A redução das emissões de carbono é uma das questões da atualidade que mais geram discussões, porém se quisermos desacelerar o aquecimento global provocado pelas ações humanas, esse é ponto que não poder ser deixado de lado. Para as empresas, ficar atento às mudanças e pensar em alternativas para realizar a medição de emissão de carbono é o ponto de partida, mas não fica apenas nisso.

De acordo com o matemático britâncio Nigel Topping, que está a frente de diversas iniciativas no setor ajudando as companhias a se adaptarem às novas regras, o desenvolvimento de estratégias precisa ser levado a sério, tanto pelos governos quanto pela indústria para ser realmente efetivo. Em entrevista a revista Exame, ele explica que por mais que existam riscos, as oportunidades são proporcionalmente positivas.

“Quanto mais sintomas do problema do aquecimento lobal ficam tangíveis, mais os gestores públicos criam políticas para lidar com a questão, e o grande desafio para as empresas é estarem preparadas para se beneficiar dessas novas regras”, pontua.

No setor industrial, essas políticas abrangem desde padrões exigentes de eficiência energética até mecanismos de precificação de carbono. Neste ponto, o especialista explica que existem duas formas de precificar as emissões de gases que geram o efeito estufa:

– Quando ela funciona pela lógica do comércio de permissões para poluir:

Nesse caso, o governo é responsável por estabelecer um limite para cada setor e as empresas que se mantém abaixo dele podem vender seus excedentes, chamados de créditos de carbono. Essa possibilidade está sendo muito utilizada na Europa, na Califórnia e na província do Quebec, no Canadá.
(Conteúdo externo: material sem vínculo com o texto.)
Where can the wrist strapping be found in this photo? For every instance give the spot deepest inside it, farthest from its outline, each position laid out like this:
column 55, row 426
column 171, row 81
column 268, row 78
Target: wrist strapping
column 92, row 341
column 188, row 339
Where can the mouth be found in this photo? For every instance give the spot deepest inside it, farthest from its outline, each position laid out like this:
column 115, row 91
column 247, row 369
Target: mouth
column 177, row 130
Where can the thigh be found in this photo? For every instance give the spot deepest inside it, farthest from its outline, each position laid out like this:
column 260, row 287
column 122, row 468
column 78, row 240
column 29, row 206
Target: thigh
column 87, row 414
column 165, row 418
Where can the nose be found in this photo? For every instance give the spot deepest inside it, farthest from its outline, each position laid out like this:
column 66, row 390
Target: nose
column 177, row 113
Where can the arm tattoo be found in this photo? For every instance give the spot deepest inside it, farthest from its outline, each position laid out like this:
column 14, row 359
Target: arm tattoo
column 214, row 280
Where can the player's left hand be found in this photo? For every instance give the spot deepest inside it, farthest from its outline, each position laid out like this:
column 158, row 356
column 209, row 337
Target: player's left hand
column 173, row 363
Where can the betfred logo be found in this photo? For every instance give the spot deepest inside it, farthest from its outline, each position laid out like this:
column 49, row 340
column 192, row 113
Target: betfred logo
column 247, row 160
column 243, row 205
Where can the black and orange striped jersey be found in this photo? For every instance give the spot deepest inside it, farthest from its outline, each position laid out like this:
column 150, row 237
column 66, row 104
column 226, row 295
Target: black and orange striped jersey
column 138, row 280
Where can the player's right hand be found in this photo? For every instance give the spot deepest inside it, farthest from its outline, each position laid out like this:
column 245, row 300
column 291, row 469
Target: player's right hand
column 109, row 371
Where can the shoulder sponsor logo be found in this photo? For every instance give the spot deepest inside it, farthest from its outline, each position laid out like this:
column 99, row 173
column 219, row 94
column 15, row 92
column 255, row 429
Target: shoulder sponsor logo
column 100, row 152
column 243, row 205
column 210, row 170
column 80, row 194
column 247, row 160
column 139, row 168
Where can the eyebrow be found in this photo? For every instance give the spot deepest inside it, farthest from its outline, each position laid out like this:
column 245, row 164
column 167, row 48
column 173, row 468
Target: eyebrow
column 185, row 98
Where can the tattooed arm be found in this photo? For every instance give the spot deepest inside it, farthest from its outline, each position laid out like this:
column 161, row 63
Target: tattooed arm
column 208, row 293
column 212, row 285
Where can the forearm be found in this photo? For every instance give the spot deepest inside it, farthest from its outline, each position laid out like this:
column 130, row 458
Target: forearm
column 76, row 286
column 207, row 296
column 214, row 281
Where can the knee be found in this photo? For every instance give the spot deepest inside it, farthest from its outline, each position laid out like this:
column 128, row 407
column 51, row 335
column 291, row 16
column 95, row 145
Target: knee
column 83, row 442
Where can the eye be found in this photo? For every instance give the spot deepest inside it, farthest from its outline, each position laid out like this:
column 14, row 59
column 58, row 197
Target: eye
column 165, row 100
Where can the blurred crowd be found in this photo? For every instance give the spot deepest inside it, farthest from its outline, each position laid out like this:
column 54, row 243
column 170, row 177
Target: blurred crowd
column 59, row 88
– Regulação por impostos cobrados pelo governo:

Aqui as políticas governamentais de cada país adicionam uma taxa por tonelada de carbono emitida acima do limite, independente do setor, que podem ser industriais, transportes ou energia, por exemplo.
Por mais complexo e custoso que pareça ser para as indústrias e não seja possível ver nenhuma vantagem na redução das emissões de carbono, a ideia é que ela acaba gerando uma competição entre as companhias nos sentido de que quem conseguir emitir suas emissões de carbono pode reduzir seus custos e aumentar os lucros.

Para isso, é responsabilidade dos governos estabelecerem regras e políticas claras sobre a questão. “Os países têm de desenvolver capacidade institucional para fazer essa engrenagem funcionar. Eles precisam ter processos claros para medir as emissões e também direcionar para um fim legítimo as receitas que podem ser geradas com a precificação do carbono”, explica Topping a EXAME.

Com esse posicionamento claro, as expectativas são de vantagens para o setor já que os investidores encontrarão bases sólidas para ter certeza de que obterão retorno sobre o investimento.